Deep subprime lending has tightened in the used car industry, and America’s Car-Mart expects to see customer traffic increase. But the level at which the Bentonville-based buy here, pay here used car dealer will see it rise is uncertain, President and CEO Jeff Williams said.

“Many of the larger finance companies have tightened up their credit standards after seeing higher losses, especially those specializing in the deep subprime market,” Williams said. “Eventually this means that some people that previously could obtain financing through third party finance companies may have a harder time obtaining financing now.”

In the third quarter of 2017, deep subprime lending fell to a record low in the used car industry, according to Experian. The percentage of buyers who received a used car loan with deep subprime credit, or a credit score of 500 or less than, declined to 4.64%, from 5.11% in the same period in 2016.

While more potential customers might make their way to a Car-Mart dealership as a result of the tightened standards, Williams said plenty of financing is still available.

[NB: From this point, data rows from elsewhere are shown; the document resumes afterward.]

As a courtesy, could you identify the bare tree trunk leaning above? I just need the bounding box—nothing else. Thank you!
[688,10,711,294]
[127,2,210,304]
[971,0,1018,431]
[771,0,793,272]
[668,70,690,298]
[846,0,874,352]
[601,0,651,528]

“We have seen some of our previous customers that had left a few years ago coming back,” he said. “Many of them were tempted by offers where they might get a little bit lower payment due to the longer term but realized after a few years that due to the high interest rate and very long term, they still owed almost as much as when they purchased the vehicle.”

Average term lengths for used car buyers with deep subprime credit have increased 0.4 months to 58.52 months, according to Experian.

“I think the term loans are so long that, at least in the near term, they shouldn’t increase much more,” Williams said. “In the longer term, as the price of vehicles continue to get larger the terms very well could get longer in order for the payments to stay affordable.”

The average term length for Car-Mart loans has risen but are much shorter than the average used car loan. The average term length for new loans is less than 30 months, Williams said. In the second quarter that ended Oct. 31, the average term length for Car-Mart’s 69,900 active auto loans rose to 32.5 months, from 31.7 months in the same period in 2016.

“We try very hard to balance keeping our vehicles affordable and still making sure our customers can build equity in their vehicle and ultimately succeed in paying off their vehicle and getting their title in hand,” Williams said. “We know that for most of our customers their vehicle is a necessity and not a discretionary purchase.”

In the second quarter, Car-Mart’s average vehicle price fell 0.7% or $73 to $10,418. Accounts more than 30 days past due fell to 4.1%, from 4.8%. Net charge-offs declined to 7.5%, from 7.7%. Charge-offs relate to the losses from repossessions and are the difference between the loan amount and the money received from selling the vehicle on the wholesale market.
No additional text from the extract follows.